A jay, having seen the buzzard move away, started its irksome shrieking. Unaware of me, it jumped onto a fencepost nearby. Only the virtue of a hunter after meat for the pot stopped me shooting the little blue crow. I threw a stick out onto the stubbles and the jay fled behind another demonic scream. The light now was descending into a pink-tinged fugue. As I watched, it happened. Prompted by some unknown signal, the grey hordes in the opposite wood lifted and circled. The flock split. Half heading for a wood to the east, the other half heading towards me. I watched the incoming birds from behind my briar hide. Now, I had a decision to make. Allow them to pass over and shoot those who circle back to land? Or shoot as they approach. The light was fading and so was my patience. Flicking off the safety I lifted the semi-auto to my shoulder. I must confess that I am so left-eye dominant that I shoot with my left eye half-shut. Preferring to shoot birds from beneath rather than face on I was resigned to failure but I got lucky. The flock made that last traverse to my roost at a modest pace and I managed two birds for the three chambered rounds. The rest of the flock scattered to the winds as I reloaded. I waited for a second approach which never came. The big disadvantage of the shotgun. Noise scares.
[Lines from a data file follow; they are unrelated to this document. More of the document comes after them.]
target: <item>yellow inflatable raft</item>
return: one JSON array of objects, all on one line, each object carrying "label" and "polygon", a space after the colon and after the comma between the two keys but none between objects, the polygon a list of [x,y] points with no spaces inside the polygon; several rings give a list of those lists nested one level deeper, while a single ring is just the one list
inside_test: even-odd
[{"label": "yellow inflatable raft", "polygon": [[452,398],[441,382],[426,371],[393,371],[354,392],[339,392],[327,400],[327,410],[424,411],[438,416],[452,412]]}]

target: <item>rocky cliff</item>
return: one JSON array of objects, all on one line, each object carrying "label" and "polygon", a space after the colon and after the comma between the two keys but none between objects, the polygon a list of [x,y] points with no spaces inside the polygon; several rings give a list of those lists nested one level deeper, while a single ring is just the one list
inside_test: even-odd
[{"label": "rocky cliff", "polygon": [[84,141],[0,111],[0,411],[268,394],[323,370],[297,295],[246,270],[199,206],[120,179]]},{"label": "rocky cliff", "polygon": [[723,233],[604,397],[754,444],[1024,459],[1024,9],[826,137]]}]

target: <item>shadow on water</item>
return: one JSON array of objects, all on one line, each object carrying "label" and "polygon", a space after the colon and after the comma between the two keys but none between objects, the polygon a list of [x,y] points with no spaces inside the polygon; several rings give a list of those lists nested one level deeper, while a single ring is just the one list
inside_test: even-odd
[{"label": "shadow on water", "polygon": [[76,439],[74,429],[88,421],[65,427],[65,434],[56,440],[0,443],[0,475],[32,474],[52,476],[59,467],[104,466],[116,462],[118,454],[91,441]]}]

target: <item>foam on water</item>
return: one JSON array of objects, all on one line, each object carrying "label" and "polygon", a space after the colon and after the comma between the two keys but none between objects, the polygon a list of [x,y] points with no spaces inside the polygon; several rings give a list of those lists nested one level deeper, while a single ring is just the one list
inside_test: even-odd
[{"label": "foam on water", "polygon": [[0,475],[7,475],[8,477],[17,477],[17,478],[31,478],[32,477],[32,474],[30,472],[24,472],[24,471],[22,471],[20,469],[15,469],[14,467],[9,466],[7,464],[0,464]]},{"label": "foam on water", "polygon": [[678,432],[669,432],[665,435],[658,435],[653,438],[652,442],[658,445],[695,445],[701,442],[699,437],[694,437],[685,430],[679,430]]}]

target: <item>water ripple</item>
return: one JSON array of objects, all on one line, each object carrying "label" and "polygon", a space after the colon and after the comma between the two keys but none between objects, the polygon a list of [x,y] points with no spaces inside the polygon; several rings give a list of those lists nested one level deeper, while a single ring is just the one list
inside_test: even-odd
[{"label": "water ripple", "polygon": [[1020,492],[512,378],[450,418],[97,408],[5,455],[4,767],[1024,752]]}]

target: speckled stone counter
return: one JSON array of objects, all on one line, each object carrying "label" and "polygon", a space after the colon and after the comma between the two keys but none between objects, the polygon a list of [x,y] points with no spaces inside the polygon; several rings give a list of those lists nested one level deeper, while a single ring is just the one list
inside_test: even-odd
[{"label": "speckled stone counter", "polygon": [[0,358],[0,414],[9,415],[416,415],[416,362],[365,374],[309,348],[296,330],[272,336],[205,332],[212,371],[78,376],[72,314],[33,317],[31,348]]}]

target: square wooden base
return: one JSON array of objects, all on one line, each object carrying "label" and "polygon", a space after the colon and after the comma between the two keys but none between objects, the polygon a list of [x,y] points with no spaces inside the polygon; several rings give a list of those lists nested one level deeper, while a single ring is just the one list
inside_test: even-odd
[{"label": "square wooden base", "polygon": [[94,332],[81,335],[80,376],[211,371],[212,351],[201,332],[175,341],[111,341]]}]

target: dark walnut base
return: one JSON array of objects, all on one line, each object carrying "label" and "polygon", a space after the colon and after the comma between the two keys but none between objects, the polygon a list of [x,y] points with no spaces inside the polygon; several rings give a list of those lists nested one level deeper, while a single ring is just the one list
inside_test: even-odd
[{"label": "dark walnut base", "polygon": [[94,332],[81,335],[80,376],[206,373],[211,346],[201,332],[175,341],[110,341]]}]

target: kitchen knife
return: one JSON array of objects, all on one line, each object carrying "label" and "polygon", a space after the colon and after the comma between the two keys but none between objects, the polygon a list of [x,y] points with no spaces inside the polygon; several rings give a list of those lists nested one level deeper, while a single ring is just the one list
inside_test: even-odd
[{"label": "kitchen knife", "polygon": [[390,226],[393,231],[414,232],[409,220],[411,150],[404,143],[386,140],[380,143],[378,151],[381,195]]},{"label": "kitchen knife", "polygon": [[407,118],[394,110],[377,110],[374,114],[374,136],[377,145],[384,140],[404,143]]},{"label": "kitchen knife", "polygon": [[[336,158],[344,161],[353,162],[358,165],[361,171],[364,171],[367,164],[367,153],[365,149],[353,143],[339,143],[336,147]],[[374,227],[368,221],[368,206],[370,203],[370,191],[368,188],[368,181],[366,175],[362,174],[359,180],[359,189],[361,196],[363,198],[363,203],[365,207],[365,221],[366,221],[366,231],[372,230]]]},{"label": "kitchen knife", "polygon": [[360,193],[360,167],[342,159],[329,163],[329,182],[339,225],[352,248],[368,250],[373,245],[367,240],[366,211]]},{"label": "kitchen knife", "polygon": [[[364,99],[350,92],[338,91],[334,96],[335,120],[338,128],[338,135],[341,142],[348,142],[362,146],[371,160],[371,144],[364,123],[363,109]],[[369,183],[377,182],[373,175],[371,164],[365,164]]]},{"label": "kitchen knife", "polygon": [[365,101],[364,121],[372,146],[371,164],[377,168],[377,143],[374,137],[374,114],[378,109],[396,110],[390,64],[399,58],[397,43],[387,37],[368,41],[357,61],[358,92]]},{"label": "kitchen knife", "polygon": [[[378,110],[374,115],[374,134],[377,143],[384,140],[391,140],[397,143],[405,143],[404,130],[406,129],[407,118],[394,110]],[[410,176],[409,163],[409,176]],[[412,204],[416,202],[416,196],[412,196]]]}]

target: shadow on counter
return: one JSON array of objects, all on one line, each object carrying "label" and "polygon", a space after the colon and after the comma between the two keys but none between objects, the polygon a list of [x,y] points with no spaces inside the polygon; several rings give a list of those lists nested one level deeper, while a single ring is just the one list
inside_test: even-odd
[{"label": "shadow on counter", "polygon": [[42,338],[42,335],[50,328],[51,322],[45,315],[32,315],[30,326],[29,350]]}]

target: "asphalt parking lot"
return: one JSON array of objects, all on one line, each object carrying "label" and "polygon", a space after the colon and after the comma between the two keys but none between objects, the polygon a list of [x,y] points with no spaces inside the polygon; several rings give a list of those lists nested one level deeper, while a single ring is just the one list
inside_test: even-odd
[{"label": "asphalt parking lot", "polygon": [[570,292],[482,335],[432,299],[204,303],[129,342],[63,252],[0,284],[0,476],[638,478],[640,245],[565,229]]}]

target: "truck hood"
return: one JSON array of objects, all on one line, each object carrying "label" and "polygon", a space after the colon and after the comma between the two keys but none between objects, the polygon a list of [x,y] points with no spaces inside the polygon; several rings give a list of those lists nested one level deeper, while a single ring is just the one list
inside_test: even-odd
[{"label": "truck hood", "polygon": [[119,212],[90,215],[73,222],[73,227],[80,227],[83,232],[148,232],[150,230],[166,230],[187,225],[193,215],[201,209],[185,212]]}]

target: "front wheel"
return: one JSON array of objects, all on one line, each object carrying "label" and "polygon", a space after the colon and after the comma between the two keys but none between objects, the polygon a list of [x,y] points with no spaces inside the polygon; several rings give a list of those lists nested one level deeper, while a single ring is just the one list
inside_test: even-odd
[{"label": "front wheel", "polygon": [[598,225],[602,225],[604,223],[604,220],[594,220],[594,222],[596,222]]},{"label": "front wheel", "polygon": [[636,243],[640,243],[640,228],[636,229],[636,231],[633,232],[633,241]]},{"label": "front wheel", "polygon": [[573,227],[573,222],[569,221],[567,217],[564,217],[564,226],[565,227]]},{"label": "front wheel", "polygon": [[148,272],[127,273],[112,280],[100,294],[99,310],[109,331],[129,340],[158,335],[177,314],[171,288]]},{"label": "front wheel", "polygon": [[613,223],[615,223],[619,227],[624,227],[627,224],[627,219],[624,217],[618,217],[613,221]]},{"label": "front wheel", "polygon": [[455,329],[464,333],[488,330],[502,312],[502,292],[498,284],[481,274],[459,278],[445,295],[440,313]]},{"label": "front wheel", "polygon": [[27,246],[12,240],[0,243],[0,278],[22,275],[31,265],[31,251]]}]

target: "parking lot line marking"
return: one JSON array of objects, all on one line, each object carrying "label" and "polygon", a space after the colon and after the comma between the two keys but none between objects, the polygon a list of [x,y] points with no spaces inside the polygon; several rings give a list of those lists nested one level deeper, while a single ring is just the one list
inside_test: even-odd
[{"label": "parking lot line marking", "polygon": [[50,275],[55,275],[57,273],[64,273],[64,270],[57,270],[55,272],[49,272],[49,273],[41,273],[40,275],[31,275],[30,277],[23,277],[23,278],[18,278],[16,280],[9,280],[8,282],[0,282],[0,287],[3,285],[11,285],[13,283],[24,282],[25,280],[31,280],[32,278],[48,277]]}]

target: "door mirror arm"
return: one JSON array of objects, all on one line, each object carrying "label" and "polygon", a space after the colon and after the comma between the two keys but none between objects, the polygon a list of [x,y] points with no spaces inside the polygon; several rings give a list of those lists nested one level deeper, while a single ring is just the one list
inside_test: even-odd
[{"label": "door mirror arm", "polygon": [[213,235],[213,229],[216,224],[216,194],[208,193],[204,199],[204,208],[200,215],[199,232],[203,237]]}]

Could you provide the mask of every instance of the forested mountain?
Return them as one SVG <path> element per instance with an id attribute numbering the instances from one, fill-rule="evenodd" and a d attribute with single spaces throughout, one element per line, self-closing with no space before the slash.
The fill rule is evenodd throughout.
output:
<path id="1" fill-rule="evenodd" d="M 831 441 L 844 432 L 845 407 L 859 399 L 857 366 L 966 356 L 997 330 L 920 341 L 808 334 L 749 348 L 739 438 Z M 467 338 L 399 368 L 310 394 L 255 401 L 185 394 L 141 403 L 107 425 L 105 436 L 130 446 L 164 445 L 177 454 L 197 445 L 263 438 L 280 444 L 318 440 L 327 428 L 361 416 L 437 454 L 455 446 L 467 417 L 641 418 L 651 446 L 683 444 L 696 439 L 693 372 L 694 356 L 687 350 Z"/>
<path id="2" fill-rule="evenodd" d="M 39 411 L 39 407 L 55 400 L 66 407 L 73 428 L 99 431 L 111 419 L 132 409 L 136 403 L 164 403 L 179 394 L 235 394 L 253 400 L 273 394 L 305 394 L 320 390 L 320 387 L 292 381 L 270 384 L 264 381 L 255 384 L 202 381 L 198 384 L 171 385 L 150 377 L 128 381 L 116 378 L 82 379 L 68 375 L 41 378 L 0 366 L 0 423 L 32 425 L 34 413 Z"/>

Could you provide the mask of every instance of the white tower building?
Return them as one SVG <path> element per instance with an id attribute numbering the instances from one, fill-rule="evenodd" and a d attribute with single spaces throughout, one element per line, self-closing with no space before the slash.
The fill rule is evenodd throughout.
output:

I straddled the fencing into the stubble field before the light finally faded and located my two birds. I’m desperate for a lurcher pup to bring on, to do the retrieving for me. With the buzzard in mind, I swiftly crowned the pigeons and bagged the breast meat. I drew out my Foxcaller and gave a couple of ‘peeows’. The old raptor appeared above the edge of the wood and circled above me. I picked up the two carcasses and threw them further into the field. As I turned for the wood and the trail back to the motor, I stopped to watch a long noisy skein of geese silhouetted against the pink afterglow of the sunken sun. While unloading, at the tailgate of the SUV, the tawny owls started their banter. A male voice choir. No ‘keewik’s from a female owl. With everything packed safely away, I was reluctant to leave. I perched on the tailgate enjoying the ambiance of wood and field at twilight, self-analysing my choice of roost tonight. Two birds are poor show but little effort was exerted. Sometimes, though, it isn’t just about shot to kill ratio or the number in the game-bag. It’s about being out there with the right to walk some land freely and with a license to carry a gun. Neither should be viewed lightly. Two birds, on an evening when you have resigned to going home empty-handed, are a treasure. Two birds can make a meal. Many people in this world would love that meal.